Thanks to Seattle's public art law, part of the construction budget to rebuild the massive Elliott Bay Seawall will pay for a million-dollar art commission.

This is the biggest-budget public art commission ever in Seattle, by several hundred thousand dollars, according to city spokeswoman Calandra Childers (she thinks this was second-biggest).

"The re-building of Seattle’s waterfront is the biggest physical transformation Seattle will undergo in my lifetime,” said Office of Arts & Culture director Randy Engstrom in a press release. “We have the opportunity to make the waterfront into a space that’s beloved by all Seattle residents and visitors—and art will play a major role in creating that kind of space.”

This is also the first time the city has ever put out an international call for artists.

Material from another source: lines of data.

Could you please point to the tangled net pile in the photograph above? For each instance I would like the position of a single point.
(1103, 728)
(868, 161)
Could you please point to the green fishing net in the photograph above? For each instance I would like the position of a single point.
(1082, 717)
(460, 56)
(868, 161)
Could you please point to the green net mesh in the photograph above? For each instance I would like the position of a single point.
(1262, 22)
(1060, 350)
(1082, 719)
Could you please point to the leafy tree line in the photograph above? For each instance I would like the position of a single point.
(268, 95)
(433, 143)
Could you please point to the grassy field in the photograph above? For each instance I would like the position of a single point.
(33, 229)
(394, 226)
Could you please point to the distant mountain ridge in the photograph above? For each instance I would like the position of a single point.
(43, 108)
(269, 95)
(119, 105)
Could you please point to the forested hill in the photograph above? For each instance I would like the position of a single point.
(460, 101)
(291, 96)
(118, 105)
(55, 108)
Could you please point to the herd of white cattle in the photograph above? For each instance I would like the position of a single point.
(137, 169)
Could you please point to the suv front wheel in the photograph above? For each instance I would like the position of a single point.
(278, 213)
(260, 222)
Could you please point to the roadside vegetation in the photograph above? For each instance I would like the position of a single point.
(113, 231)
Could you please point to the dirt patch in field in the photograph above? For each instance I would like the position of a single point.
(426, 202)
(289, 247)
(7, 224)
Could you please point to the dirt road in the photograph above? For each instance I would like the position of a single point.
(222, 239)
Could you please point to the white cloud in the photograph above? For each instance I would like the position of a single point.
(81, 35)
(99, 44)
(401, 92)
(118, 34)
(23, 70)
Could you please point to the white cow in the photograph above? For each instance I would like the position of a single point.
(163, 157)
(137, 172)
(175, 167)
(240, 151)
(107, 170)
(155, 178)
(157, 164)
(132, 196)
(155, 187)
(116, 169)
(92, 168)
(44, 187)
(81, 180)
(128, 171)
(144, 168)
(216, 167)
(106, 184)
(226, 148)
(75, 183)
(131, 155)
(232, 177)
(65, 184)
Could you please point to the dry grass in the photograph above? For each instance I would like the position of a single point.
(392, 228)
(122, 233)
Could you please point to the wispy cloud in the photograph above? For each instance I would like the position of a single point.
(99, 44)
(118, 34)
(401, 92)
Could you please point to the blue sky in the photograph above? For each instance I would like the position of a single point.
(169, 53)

"The work needs to be a work of global significance," Childers said in a phone interview. "The fact that we are talking about the waterfront: this is an international connection point. We want to be really clear that we're certainly not excluding local or regional artists, and it would be super-awesome if a local artist ends up being the selected artist, but we didn't want to limit it that way because it was such a large-scale call."

The deadline is December 19 for applications. (All details.) The art will be located on the public piers of the renewed waterfront—either Pier 62/63 or the Union Street Pier.

First, a committee convened by project manager Eric Fredericksen—including an artist, an arts professional, and representatives from the city and the waterfront—will review applications and determine top candidates, who'll then be interviewed in person. Artists will be selected based on the strength of past works, experience, and they'll also write a letter describing why they're interested.

There are no restrictions on the type or medium of art, except that it shouldn't be something that will corrode in saltwatery air.

I can't wait to see how this goes. So far the artists selected to do large-scale, permanent projects along Seattle's future waterfront are Buster Simpson and Stephen Vitiello. They're great, and this artist will have to be great, too, obviously. Maybe it will even not be a white dude, and not somebody who already has trillions of dollars from being an art star. I'm excited and hopeful.